The competitor's name you wrote in a deal note is not a campaign asset
Picture a 40-person B2B software company. The sales team runs maybe 60 discovery calls a month. Inside those calls is the most expensive market research the company will ever own: the exact words buyers use for their pain, the objection that kills three deals out of ten, the competitor they're switching away from and why, the budget line they have to defend internally. Marketing is two desks over, guessing at all of it.
So the obvious move is to point an AI at the call recordings and have it write marketing briefs. And the obvious move is where this goes wrong. The seller's note says "Acme Corp's CFO hates their current vendor's renewal pricing." That is gold as a theme. It is a lawsuit as a sentence. The model doesn't know the difference — it will happily surface "Acme Corp's CFO" into a brief that lands in a campaign deck, because nothing told it that the deal identity is the one thing that can never leave the building.
The adoption research is consistent that mid-market companies are moving fast on this kind of workflow — the RSM middle-market AI survey and the OECD SME AI adoption report both show small and mid-sized firms past the curiosity phase. But the San Francisco Fed analysis of AI and small businesses is the one worth pinning to the wall: the value shows up when a workflow has a named source, a named owner, and a defined cadence — not when a tool is impressive in a demo. For sales-call briefs, that means deciding up front which calls feed the system, who owns the resulting themes, and who is allowed to say a theme is safe to publish.
Build the stripper before you build the writer
The instinct is to spend the effort on prompt quality — making the AI write a sharper brief. The actual work is the layer that runs first, before the writing: the part that turns "Acme Corp's CFO hates renewal pricing" into "in financial-services buyers, mid-contract renewal pricing is a recurring switching trigger." Same insight. Zero deal identity. That transformation — recurring buyer language and objection patterns extracted, every name and account and dollar figure stripped — is the entire product. The brief writer is the easy 20%.
This is where two specific references earn their keep. The NIST AI Risk Management Framework gives you the structure to name what could go wrong and who is accountable when it does — useful precisely because "a customer's competitive intel ended up in a public-facing deck" is a concrete, nameable risk. The CISA AI Data Security Best Practices guidance helps you decide, field by field, what the system is even allowed to see: call transcript, yes, anonymized; CRM opportunity stage, probably not; the account name, never past the anonymization step.
Concretely, write down the rule set before anyone touches a model. Which call segments are in scope. What gets masked (names, accounts, dollar amounts, anything that fingerprints a specific deal). Who owns each theme. What proof a claim needs before it can become a marketing message. And who signs off before a single line reaches a campaign. A general assistant can absolutely cluster recurring objections across 60 calls — that part is solved. What a general assistant cannot do is enforce that the cluster came out scrubbed and that a human approved it. That enforcement is yours to build, and it's deterministic, not probabilistic: a hard filter, not a polite instruction in the prompt.
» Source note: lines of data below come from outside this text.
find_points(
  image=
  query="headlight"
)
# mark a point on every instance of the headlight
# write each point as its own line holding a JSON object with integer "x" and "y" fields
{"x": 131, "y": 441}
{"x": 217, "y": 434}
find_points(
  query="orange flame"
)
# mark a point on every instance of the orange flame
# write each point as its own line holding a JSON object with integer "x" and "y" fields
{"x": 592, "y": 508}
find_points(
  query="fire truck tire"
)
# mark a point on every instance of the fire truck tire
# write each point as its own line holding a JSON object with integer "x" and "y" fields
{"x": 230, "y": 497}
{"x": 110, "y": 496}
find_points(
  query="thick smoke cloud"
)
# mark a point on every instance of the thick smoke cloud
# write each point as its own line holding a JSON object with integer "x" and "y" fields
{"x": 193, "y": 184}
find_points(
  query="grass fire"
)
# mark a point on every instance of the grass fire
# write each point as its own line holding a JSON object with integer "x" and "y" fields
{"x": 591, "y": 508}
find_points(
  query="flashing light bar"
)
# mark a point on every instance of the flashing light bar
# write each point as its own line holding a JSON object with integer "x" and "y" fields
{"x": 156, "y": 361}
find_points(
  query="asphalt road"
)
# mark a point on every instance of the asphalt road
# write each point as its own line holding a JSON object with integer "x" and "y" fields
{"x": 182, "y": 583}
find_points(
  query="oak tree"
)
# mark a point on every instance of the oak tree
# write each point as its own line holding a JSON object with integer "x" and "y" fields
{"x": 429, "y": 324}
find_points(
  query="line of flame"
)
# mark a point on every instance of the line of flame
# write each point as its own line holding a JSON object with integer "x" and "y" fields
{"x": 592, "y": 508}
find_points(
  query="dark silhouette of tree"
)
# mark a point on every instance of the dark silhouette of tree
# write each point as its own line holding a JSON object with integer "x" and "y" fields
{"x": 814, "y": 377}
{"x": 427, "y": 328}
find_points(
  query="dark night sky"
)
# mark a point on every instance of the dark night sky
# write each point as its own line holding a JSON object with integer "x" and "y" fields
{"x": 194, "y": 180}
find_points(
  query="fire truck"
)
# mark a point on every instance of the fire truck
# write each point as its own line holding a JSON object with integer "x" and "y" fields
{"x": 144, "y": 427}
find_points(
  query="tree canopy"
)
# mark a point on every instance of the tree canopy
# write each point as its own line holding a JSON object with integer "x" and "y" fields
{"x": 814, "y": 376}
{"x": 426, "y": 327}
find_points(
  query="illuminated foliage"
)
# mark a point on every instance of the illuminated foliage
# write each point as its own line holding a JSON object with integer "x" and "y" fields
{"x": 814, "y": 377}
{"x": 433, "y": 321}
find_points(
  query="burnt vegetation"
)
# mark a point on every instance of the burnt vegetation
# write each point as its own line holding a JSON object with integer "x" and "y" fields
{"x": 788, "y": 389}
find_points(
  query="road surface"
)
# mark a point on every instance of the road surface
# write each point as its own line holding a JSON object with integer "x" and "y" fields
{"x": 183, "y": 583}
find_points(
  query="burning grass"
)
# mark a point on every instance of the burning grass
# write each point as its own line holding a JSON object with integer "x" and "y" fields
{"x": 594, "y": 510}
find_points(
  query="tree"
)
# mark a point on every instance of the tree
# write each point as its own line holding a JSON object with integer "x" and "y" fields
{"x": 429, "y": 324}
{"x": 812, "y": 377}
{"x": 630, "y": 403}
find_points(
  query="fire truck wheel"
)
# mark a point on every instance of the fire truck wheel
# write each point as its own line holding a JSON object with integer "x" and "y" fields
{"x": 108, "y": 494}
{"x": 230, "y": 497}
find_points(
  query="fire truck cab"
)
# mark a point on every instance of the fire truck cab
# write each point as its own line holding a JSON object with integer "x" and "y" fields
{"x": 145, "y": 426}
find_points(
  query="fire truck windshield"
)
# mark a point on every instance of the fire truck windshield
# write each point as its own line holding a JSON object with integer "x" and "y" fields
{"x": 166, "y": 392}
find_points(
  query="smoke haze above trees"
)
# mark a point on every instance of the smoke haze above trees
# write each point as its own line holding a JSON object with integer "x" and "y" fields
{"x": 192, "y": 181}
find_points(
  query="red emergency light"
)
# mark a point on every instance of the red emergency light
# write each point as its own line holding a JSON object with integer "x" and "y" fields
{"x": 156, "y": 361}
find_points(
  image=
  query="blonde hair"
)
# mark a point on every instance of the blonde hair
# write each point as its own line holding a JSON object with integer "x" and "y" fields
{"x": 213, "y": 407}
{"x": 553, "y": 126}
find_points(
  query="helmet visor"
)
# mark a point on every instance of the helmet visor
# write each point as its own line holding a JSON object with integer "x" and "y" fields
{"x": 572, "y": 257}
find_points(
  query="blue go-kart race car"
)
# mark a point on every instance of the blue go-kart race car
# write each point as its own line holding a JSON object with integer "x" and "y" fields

The metric that matters: does sales recognize the brief?
Most teams measure this thing wrong. They count briefs generated, which is a vanity number — a model can produce a hundred a week. The Deloitte State of AI in the Enterprise 2026 report keeps hammering the same point across use cases: the gap is between pilot activity and production value, and the only people who can confirm production value here are the sellers who were on the calls. So the real test is uncomfortable and specific: hand a generated theme back to the rep whose calls fed it and ask, "Is this what your buyers actually said?" If the rep shrugs, the workflow is laundering noise.
Track the numbers that prove the safe-and-useful loop is closing: themes marketing accepted, sensitive details the stripper caught and removed, proof requests the briefs generated for the sales team, the rep validation rate, and how long the marketing review cycle actually takes. The single failure signal to watch for is a brief that can't separate the market signal from the deal identity — if that shows up even once in review, stop expanding and fix the anonymization layer, because the next miss is the one that escapes.
Start narrow on Monday. Pick one buyer segment — say, the financial-services accounts. Pull the last month of calls in that segment. Group them by the single most common objection. Run that one cluster through the strip-then-draft flow, then put the result in front of both the sales lead and a marketing owner and require both signatures before it becomes content. One segment, one objection theme, two approvals. Before you build any of it, use the manual-work scoring guide to confirm call-note mining is actually eating enough hours to be worth automating, and the 90-day AI implementation plan to stage the source cleanup, the anonymization build, reviewer training, and launch. Expand only when the loop is producing safe market evidence faster than someone could mine the call notes by hand.